Autoscaling Amazon ECS services based on custom metrics with Application Auto Scaling

Introduction

Application Auto Scaling is a web service for developers and system administrators who need a solution for automatically scaling their scalable resources for AWS services such as Amazon Elastic Container Service (Amazon ECS) services, Amazon DynamoDB tables, AWS Lambda Provisioned Concurrency, and more. Application Auto Scaling now offers support for scaling such resources using scaling policies that are based on custom Amazon CloudWatch metrics, which are evaluated against a metric math expression. In this post, we’ll demonstrate how this feature works using a sample scenario, which involves scaling an Amazon ECS service based on the average rate of HTTP requests handled by the service.

Background

Horizontal scalability is a critical aspect of cloud native applications. Application Auto Scaling integrates with several AWS services so that you can add scaling capabilities to meet your application’s demand. It can use one or more of the relevant predefined metrics available in Amazon CloudWatch in conjunction with either target tracking or step scaling policies to proportionally scale the resources in a given service. There are several use cases where such pre-defined metrics alone are not reliable indicators of when to execute a scaling action and by how much. In certain scenarios, custom metrics that track other application aspects such as number of HTTP requests received, number of messages retrieved from a queue/topic, number of database transactions executed, etc. may be better suited to trigger scaling actions.

An important consideration when using target tracking policy with Application Auto Scaling is that the specified metric should represent an average utilization, which describes how busy a scalable target is. Metrics such as, the number of HTTP requests received by an application, the number messages retrieved from a queue/topic in a message broker, don’t meet this requirement because they are cumulative in nature and hence monotone increasing. They’ll have to be converted into a utilization metric, which increases or decreases proportionally to the capacity of the scalable target. Previously, customers needed to write proprietary code that performed this conversion. A representative example of such a use case is presented in this post, which discusses the details of scaling the number of tasks in an Amazon ECS service based on the rate of messages published to a topic in Amazon Managed Streaming for Apache Kafka (Amazon MSK). It employs a AWS Lambda function that periodically fetches custom metric data from Amazon CloudWatch, computes an average utilization metric and publishes the latter as new custom metric in Amazon CloudWatch. Subsequently, a target tracking policy is defined using a custom metric specification that references this new, pre-computed utilization metric.

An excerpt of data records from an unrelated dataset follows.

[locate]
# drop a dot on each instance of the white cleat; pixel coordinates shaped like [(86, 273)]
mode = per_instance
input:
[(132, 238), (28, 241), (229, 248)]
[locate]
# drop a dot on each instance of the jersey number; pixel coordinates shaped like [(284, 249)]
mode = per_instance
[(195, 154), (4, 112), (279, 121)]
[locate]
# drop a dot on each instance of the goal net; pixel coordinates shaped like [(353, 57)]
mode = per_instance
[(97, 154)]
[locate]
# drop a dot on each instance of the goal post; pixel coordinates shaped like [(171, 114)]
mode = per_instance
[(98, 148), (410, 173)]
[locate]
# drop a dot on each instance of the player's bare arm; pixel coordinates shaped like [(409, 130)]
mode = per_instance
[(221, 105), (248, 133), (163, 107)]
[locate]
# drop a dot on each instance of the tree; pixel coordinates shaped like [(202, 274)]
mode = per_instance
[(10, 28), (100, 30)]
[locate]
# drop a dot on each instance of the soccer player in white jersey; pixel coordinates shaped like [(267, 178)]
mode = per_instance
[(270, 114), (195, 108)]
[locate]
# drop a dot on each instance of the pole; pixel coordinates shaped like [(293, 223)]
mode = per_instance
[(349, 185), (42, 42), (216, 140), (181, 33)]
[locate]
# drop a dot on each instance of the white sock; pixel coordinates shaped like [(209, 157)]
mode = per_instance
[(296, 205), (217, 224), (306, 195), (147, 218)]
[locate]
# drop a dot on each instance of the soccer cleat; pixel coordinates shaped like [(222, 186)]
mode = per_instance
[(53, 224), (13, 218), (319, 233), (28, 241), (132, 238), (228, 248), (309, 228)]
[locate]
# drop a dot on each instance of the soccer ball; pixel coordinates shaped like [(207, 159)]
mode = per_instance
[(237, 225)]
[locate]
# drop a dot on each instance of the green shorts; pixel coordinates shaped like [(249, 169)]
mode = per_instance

The new feature enables customers to use metric math expressions inline within their custom metric specification in order to define how such an average utilization metric is computed using one or more Amazon CloudWatch metrics. Everything else is taken care of by Application Auto Scaling. It eliminates the need for customers to write code that performs this task as well as deploy compute infrastructure to run this code. These additional tasks merely added operational overhead and maintenance cost but did not add any differentiation to their applications. Let’s dive into the details of how the new feature works.

Solution overview

We’ll demonstrate how the new feature works using a sample workload deployed to an Amazon ECS cluster. The following illustration (Figure 1) shows the setup employed for this demonstration. It is representative of a microservices architecture where a backend datastore service, which communicates directly with an instance of Amazon Aurora PostgreSQL database, exposes a set of REST APIs that allows other microservices to perform Create, Read, Update, and Delete (CRUD) operations the database.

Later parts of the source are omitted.